After you start forwarding data to S3, you should start to see file objects posted in your configured bucket. The log messages are accumulated and returned after being ingested by Sumo.

The log messages are saved in CSV files in compressed gzip files and named according to the convention you specified when you configured Sumo to start data forwarding, as described in step 5 of Start data forwarding to S3. The file naming convention for legacy data forwarding is described below in Legacy File Naming Format

Messages are buffered during data ingest for either approximately 5 minutes or until 100MB of data is received, whichever is first. Then the buffered data is written to a new CSV file and forwarded. 
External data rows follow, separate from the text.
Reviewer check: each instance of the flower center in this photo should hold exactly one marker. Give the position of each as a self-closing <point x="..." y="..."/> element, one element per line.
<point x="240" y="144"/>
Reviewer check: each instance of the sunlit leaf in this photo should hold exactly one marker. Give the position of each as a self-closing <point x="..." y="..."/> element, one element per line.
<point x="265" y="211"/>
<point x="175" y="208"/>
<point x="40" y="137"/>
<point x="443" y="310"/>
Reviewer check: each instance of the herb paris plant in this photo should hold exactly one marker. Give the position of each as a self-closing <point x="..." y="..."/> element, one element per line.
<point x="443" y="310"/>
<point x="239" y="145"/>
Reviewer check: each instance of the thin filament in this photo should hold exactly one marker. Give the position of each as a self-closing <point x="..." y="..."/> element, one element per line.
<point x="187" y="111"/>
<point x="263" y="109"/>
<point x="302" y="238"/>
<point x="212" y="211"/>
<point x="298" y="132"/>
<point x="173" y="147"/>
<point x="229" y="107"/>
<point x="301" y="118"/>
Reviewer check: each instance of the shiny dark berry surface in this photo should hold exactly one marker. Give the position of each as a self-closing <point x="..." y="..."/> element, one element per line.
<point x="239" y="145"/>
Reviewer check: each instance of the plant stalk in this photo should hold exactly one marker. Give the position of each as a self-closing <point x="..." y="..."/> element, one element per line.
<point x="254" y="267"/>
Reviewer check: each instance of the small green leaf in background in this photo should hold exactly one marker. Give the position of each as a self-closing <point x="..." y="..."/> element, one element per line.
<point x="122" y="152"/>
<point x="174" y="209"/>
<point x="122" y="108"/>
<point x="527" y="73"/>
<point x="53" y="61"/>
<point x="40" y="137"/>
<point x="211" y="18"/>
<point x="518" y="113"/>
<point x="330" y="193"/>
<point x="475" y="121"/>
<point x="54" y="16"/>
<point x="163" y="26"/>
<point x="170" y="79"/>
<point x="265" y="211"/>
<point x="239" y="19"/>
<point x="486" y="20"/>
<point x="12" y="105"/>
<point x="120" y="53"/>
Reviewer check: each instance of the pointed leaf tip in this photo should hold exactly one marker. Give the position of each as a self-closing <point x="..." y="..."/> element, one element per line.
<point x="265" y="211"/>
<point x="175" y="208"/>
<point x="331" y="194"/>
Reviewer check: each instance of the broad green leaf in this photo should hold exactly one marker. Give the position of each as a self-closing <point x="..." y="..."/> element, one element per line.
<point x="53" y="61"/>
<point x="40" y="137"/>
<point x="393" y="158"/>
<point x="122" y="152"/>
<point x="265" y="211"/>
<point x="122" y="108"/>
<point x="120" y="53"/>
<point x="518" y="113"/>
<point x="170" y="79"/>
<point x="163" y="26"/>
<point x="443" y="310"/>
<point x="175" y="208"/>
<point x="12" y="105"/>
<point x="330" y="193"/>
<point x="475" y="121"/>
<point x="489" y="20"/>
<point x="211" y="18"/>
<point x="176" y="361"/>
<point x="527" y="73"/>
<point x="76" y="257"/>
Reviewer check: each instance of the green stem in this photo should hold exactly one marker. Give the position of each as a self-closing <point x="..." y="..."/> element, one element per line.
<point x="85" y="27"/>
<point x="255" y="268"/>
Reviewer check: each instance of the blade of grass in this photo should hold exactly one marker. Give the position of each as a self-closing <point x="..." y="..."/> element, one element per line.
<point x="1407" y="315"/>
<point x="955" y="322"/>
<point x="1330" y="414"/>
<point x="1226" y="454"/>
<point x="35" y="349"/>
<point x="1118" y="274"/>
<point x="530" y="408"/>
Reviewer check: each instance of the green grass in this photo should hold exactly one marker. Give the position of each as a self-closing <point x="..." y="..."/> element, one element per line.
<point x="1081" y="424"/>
These file objects will contain the messages received as well as the system metadata for the messages, including:

  • messageId: The unique ID for the specific message within Sumo Logic.
  • sourceName: Is returned blank.
  • sourceHost: Is returned blank.
  • sourceCategory: Is returned blank.
  • messageTime: The parsed message time from the log message, as epoch.
  • receiptTime: The time the service originally received the message, as epoch.
  • sourceID: The unique ID of the Source configured to send the message to the service.
  • collectorId: The unique ID of the Collector configured to send the message to the service.
  • count: The message number from the specific log Source Name. These should be sequential for a specific Source file.
  • format: The timestamp format used to parse the message time from the log message
  • encoding: The encoding of the original file contents.
  • message: The raw log message as read from the original Source.
  • \<field>: Aggregate fields are added based on your query.

Example

Metadata fields:

::: messageId,sourceName,sourceHost,sourceCategory,messageTime,receiptTime,sourceId,collectorId,count,format,view,encoding,message,field1,field2 :::

Sample object:

::: "-9223371513354977010","","","","1472590091453","1472590094034","101688020","100607825","979","plain:atp:o:0:l:29:p:yyyy-MM-dd HH:mm:ss,SSSZZZZ","JchenTest2","UTF8","2016-08-30 13:48:11,453 -0700 WARN [hostId=nite-cqsplitter-1][module=cqsplitter] [localUserName=cqsplitter][logger=cqsplitter.engine.CQsMultiMatchersManager] [thread=DTP-cqsplitter.receiver.consumer.v2.threadpool-6] MultiMatcher queue for customer 0000000000000131 is at capacity, adding element will block.","25","0000000000000131" :::

Legacy File Naming Format

The file naming convention for legacy data forwarding (prior to January 2017) is: <start_epoch>-<end_epoch>--<objectid>.csv.gz

Where:

  • start_epoch is the epoch time representing the parsed message time of the first message contained within the file
  • end_epoch is the epoch time representing the parsed message time of the last message contained within the file.
  • objectid is a unique ID for the file object, which is generated by Sumo at creation time.